Slocum Realty, located at 1229 Greenwich Avenue, has a rather unique rite of fall. In fact, the 65-year-old company that began in 1949 has two terrific traditions.
The company’s most colorful practice took place last weekend – Saturday and Sunday to be precise – when upwards of a dozen people who ranged from owners to agents to family and friends delivered pumpkins to more than 900 Warwick homes.
“We’ve been doing this for the last five or six years,” Phil Slocum, the firm’s owner, said Saturday. “We’ll do this for three hours today and six hours tomorrow.”
Why, though, does Slocum Realty, which owns Slocum Insurance, hand out 900 pumpkins?
“It’s simply our way of saying Happy Halloween and thank you to the community that has supported us for 65 years,” Slocum said Saturday morning while loading up a trailer that was attached to his Ford SUV. “It’s also our way of giving back to a community in which we’re proud to serve and continue to do business with.”
The ritual is also fun, but not just for Slocum. On Saturday and Sunday, agents Nick Slocum, Chris Slocum, Bob DeGregorio and Jon Tetrault had “all kinds of fun and laughs while we delivered the pumpkins.”
The same held true for Aubrie Garofalo, Tom Yun, Brandon Tucker, Josh O’Donnell and David DeGregorio, who also helped put those 900-plus pumpkins on people’s doorsteps.
“This is so much fun!” exclaimed Garofalo, who had the distinction of delivering the first pumpkin to a home at 12 Shenandoah Drive in the Cowesett section of Warwick. “Look, they’ve got Halloween decorations, a graveyard … but yeah – no pumpkins.”
On Saturday, Slocum drove his SUV, with helpers taking pumpkins from whoever stood in the trailer and then scooted to different doorsteps to leave the orange beauties purchased at Morris Farms.

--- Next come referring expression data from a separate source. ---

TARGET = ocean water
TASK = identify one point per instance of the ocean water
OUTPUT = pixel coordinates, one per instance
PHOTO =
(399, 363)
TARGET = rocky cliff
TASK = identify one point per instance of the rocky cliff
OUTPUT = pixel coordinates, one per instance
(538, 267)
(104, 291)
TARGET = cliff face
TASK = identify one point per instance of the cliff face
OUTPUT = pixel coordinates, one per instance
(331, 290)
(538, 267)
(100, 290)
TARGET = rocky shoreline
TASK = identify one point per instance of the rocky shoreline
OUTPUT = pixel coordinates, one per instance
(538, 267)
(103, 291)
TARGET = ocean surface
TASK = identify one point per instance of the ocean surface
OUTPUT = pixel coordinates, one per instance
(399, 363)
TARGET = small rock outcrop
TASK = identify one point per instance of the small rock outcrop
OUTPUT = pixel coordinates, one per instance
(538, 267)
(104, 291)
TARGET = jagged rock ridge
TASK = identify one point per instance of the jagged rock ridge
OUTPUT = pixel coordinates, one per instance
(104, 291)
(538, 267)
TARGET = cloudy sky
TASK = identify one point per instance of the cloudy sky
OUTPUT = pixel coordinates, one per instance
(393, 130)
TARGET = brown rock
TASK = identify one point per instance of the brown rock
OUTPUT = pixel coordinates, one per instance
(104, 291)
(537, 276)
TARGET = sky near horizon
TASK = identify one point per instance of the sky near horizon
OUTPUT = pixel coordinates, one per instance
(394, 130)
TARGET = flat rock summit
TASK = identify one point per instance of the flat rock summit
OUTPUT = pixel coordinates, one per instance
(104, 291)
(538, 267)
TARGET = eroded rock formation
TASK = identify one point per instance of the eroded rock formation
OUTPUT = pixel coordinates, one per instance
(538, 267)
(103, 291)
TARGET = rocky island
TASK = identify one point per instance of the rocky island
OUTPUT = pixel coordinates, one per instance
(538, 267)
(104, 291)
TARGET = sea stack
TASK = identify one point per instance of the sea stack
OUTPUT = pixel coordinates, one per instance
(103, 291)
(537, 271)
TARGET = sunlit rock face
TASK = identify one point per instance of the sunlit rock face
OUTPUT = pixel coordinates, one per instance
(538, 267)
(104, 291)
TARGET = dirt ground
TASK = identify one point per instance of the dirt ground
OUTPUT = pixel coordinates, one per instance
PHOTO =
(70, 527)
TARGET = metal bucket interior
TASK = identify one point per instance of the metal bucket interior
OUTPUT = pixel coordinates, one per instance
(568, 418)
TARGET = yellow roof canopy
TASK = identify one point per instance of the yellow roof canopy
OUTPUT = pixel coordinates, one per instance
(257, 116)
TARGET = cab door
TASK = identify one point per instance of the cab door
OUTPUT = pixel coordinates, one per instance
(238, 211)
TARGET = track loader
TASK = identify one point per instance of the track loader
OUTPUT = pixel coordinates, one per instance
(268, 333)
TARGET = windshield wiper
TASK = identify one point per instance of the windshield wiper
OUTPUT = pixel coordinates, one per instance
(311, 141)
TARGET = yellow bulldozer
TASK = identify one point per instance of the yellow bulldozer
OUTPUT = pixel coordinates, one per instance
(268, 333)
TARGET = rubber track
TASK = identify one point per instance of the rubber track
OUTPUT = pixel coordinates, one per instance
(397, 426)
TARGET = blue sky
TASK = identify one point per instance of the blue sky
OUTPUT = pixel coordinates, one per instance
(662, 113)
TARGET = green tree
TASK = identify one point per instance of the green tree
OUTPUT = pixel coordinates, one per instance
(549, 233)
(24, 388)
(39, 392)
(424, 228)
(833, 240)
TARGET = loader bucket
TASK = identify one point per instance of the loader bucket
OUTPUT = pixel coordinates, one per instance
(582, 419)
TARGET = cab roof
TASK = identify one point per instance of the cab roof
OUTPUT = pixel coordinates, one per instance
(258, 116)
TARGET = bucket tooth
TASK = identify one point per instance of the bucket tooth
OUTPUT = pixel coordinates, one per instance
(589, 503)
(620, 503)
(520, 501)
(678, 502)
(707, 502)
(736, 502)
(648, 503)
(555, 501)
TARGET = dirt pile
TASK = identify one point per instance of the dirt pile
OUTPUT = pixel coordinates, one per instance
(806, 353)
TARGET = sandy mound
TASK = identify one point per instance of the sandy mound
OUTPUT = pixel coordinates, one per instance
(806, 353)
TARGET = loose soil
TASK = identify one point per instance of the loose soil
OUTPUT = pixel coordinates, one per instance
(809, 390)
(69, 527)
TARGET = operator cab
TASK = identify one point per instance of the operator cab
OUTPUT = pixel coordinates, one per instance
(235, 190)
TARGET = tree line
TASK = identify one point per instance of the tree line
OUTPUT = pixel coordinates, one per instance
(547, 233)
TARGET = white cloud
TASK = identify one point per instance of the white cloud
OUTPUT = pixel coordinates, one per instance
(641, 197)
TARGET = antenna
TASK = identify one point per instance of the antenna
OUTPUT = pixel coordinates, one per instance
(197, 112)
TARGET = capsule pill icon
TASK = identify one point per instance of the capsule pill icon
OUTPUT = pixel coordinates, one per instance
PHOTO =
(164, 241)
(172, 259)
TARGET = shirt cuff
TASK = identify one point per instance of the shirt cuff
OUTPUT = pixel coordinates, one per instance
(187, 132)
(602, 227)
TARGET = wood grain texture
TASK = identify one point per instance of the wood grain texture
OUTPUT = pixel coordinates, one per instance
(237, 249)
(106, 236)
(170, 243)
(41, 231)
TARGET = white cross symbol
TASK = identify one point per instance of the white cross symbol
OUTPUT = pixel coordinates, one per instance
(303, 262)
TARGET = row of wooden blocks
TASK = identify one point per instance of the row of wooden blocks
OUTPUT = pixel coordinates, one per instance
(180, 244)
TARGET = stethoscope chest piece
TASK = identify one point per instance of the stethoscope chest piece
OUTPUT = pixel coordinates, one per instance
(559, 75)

That scene was repeated time and again Saturday and Sunday in Cowesett, Greenwood proper and Gaspee.
Saturday morning also began at Morris Farms on Warwick Avenue, where John Morris used a mini lift, or a Bobcat, to load a skid, which had a huge container of pumpkins, to Slocum’s trailer.
“This load weighs 2,775 pounds,” said Morris, who was assisted throughout the loading process by Morris Farms Manager Paul Sullivan. And all the pumpkins were in a cardboard container that measured 39 inches high and 40 inches by 48 inches.
“We do this sort of thing every Fourth of July,” Phil Slocum said. “The colors are red, white and blue – we pass out 900 American flags in the same neighborhoods where we went this weekend. These are the areas where our agents serve the most and are closest to our office. We’d obviously like to do every home, but that would be impossible!”